(Nature) A study that was once trumpeted as evidence for the existence of an exotic quantum state that could revolutionize computing has turned out to be anything but. A 2018 Nature paper, based on work led by researchers at a Microsoft laboratory in the Netherlands, has now been officially retracted2 owing to what the authors call “insufficient scientific rigour” in the original data analysis.
How the problems with the original paper came about is still not fully understood. In May 2020, Delft University of Technology announced that their research-integrity committee was investigating “whether the research, data analysis and writing of the publication were executed in accordance with the applicable guidelines”. The committee appointed a panel of four external experts to review the experimental data and the paper. Their report, released on 8 March, found no evidence of research misconduct, but said the researchers had interpreted their data over-optimistically.
Lieven Vandersypen, the director of research at the university’s quantum-technology institute. He says the staff has had a broader discussion on the lessons to learn from this incident. “Science always means being critical, doubting your results and discussing them.”
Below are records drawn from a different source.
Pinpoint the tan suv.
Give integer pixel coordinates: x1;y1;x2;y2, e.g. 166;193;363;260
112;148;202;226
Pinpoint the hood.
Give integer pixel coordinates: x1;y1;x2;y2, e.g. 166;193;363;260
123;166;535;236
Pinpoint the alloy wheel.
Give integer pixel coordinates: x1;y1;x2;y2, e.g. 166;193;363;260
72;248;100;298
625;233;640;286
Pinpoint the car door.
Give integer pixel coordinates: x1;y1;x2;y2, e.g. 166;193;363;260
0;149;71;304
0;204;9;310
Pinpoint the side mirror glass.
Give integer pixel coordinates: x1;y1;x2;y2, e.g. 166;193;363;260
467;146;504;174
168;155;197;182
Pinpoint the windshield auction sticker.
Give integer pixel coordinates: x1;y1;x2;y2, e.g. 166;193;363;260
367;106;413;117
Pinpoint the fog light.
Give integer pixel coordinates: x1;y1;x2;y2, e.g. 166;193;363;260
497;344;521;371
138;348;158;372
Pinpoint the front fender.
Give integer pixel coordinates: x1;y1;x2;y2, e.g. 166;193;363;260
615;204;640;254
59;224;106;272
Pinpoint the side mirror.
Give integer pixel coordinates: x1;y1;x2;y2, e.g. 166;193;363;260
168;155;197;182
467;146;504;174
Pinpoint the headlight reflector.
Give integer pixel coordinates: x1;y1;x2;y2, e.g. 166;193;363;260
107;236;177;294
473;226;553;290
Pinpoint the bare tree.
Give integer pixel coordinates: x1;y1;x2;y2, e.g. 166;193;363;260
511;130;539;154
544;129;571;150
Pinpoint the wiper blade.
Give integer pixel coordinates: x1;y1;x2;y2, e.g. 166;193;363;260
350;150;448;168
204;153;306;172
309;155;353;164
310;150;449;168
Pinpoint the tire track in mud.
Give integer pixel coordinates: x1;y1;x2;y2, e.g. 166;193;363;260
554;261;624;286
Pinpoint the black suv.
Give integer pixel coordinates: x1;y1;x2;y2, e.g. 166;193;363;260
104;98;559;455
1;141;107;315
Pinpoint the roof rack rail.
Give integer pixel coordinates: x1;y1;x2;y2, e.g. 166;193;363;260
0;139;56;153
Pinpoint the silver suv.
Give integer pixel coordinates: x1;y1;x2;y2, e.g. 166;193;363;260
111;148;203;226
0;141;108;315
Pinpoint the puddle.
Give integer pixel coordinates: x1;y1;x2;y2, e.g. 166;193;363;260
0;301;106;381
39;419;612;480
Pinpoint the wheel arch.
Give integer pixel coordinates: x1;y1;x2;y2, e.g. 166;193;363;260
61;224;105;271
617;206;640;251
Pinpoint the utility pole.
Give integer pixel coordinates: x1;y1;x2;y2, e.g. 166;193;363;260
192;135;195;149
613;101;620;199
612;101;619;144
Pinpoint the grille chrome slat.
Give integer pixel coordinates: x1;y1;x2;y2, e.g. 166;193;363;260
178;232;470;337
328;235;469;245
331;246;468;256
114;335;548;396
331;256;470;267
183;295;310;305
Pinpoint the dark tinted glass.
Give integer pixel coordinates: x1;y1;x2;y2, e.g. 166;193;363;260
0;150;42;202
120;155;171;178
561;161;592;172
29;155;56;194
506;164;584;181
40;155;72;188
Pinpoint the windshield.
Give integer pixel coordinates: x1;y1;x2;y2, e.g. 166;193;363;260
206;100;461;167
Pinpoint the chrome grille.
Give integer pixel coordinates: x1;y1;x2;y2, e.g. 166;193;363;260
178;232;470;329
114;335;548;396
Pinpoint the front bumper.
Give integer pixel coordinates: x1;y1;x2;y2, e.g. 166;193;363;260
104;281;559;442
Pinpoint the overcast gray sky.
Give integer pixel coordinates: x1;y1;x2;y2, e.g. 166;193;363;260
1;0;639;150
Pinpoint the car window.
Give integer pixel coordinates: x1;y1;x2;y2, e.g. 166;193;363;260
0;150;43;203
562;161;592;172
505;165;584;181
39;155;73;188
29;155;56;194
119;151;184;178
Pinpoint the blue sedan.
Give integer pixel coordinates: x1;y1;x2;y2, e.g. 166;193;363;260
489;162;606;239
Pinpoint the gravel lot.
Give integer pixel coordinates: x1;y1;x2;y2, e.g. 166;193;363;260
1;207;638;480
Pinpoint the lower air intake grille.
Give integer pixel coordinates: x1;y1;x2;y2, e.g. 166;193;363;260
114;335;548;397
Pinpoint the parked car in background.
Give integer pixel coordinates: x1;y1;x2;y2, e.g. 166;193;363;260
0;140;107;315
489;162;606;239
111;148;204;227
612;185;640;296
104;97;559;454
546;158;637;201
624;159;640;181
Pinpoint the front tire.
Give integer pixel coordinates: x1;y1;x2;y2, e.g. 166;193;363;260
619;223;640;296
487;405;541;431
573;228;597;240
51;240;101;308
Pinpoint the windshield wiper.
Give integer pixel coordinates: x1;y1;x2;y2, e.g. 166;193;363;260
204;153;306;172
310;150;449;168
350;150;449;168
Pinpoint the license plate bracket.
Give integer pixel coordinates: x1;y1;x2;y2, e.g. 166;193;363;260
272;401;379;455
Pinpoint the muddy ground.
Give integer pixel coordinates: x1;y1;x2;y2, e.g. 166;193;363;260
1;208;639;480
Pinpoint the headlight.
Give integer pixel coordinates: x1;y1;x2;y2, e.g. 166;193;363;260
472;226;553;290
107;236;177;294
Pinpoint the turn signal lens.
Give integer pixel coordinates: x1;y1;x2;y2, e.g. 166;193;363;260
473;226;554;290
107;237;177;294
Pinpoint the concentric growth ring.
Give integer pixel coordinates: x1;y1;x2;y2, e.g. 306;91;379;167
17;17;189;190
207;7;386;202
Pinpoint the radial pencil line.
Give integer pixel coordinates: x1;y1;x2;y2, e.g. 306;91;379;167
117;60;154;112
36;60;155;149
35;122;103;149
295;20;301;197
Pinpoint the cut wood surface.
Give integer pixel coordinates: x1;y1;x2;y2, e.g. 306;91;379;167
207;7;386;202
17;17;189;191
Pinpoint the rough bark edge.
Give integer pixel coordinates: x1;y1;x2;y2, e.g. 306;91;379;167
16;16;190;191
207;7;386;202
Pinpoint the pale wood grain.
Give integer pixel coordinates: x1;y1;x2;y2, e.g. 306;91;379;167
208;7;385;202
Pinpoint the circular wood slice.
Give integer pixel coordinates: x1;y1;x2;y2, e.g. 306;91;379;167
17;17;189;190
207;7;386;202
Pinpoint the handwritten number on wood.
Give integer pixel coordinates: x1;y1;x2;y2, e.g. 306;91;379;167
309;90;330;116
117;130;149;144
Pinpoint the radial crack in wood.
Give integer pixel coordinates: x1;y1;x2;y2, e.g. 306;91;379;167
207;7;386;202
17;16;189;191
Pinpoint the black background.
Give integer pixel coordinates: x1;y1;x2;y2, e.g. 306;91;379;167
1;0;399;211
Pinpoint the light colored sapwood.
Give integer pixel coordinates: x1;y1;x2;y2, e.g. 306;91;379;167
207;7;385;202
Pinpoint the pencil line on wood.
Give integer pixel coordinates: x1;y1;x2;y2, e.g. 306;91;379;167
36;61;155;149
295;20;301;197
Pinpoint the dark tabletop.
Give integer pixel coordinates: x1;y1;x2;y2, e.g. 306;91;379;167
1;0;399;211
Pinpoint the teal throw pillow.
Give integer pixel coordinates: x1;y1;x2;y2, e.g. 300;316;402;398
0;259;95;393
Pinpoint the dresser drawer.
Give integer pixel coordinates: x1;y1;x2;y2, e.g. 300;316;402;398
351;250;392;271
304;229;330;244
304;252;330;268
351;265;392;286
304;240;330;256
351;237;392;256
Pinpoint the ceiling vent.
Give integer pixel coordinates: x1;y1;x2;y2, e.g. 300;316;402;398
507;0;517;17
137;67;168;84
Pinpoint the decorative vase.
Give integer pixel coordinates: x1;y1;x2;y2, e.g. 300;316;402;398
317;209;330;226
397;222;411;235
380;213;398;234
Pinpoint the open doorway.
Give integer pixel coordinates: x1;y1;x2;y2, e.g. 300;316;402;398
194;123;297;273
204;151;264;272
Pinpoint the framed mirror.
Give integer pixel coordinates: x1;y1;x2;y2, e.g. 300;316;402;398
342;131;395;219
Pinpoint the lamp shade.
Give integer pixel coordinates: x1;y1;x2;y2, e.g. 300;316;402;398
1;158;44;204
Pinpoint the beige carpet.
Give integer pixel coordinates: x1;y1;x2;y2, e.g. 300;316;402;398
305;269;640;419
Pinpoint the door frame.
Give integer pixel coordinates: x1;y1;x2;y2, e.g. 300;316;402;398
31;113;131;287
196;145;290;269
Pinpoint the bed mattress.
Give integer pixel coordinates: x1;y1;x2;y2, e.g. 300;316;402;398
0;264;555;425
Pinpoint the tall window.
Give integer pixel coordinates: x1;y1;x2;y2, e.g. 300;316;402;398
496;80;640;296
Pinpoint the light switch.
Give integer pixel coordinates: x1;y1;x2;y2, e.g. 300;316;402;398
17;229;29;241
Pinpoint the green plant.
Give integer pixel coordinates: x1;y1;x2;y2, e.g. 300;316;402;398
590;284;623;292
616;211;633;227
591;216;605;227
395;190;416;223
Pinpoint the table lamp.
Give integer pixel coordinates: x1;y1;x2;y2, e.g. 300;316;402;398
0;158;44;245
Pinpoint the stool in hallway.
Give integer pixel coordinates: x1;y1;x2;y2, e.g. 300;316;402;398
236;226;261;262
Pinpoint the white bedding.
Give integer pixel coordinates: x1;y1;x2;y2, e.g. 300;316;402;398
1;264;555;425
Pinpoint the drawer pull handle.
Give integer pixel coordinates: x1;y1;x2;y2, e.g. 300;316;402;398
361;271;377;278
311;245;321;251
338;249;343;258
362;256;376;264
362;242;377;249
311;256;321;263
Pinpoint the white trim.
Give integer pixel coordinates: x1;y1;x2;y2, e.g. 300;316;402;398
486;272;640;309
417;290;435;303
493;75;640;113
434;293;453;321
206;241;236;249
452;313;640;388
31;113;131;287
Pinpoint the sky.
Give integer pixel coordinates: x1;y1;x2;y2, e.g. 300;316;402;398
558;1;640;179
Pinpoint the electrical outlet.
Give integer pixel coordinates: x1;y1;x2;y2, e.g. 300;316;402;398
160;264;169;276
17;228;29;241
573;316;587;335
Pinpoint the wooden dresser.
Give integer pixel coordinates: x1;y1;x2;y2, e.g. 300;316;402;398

The Nature retraction is a setback for Microsoft’s approach to quantum computing, as researchers continue to search for the exotic quantum states. Microsoft is still committed to the topological approach to quantum computing. It remains to be seen whether Majorana states exist, and whether they can eventually beat other approaches that are much further advanced, researchers say.
Scientists say it should still be possible to create and study the exotic states, known as Majorana fermions, that were the subject of the research. And researchers at Microsoft and elsewhere are still optimistic about the company’s plans to employ the phenomenon in a future quantum computer.
NOTE: A Majorana fermion also referred to as a Majorana particle, is a fermion that is its own antiparticle. They were hypothesised by Ettore Majorana in 1937.